In the complaint, the Department alleges that Google engaged in 15 years of sustained conduct that had — and continues to have — the effect of: driving out rivals, diminishing competition, inflating advertising costs, reducing website publisher revenues, stymieing innovation, and flattening our public marketplace of ideas.
The complaint filed today alleges that Google engaged in a pattern of acquisitions to obtain market dominance and – once it had obtained that dominance – a series of exclusionary acts to expand and entrench its monopoly power.
Here are just five examples:
- locking in content creators through tying arrangements;
- manipulating auctions, including by giving itself a “first look” and then “last look” advantage over competing ad exchanges;
- blocking industry participants from using rivals’ technologies and punishing those that tried;
- amassing and abusing troves of its rivals’ bidding data; and
- depriving customers of choice by degrading the quality of Google’s own.
Because Google dominates every part of the ad tech industry, it has the power to impose a surcharge on display advertising transactions, an industry where billions of dollars are transacted via instantaneous auctions each year in the United States.
Google’s own documents estimate it keeps on average at least 30 cents of each advertising dollar that flows through Google’s ad-tech tools. For some transactions, and for certain customers, Google keeps significantly more.
In addition to the harm Google inflicts on content creators and online advertisers, the lawsuit alleges that Google’s conduct has also harmed the United States Government, including the United States Army.

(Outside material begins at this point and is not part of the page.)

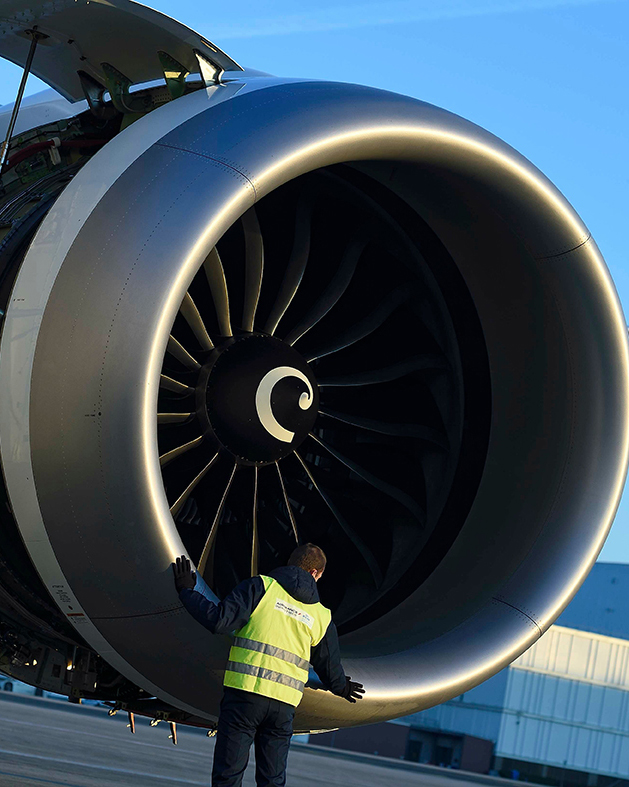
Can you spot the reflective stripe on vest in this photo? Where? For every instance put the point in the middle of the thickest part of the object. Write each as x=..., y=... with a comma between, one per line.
x=270, y=652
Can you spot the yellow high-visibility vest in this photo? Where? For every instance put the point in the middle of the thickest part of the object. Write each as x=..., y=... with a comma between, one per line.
x=271, y=652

Google’s alleged anticompetitive conduct over the last 15 years is perhaps best explained through the words of Google’s own employees and documents, which are quoted extensively in the Department’s complaint.
Here are just five examples:
- A Google employee characterized Google’s ad exchange as an “authoritarian intermediary.”
- A senior Google executive conceded that switching ad servers for publishers is a “nightmare” that “[t]akes an act of God.”
- A Google employee described the company’s scheme to pay publishers “$3 [billion] yearly” by restricting access to Google Ads and “overcharging its advertisers.”
- A Google manager made clear that: “[o]ur goal should be all or nothing – use [Google’s ad exchange] or don’t get access to our [advertiser] demand.”
- A Google executive detailed the company’s steps to “dry out” rivals.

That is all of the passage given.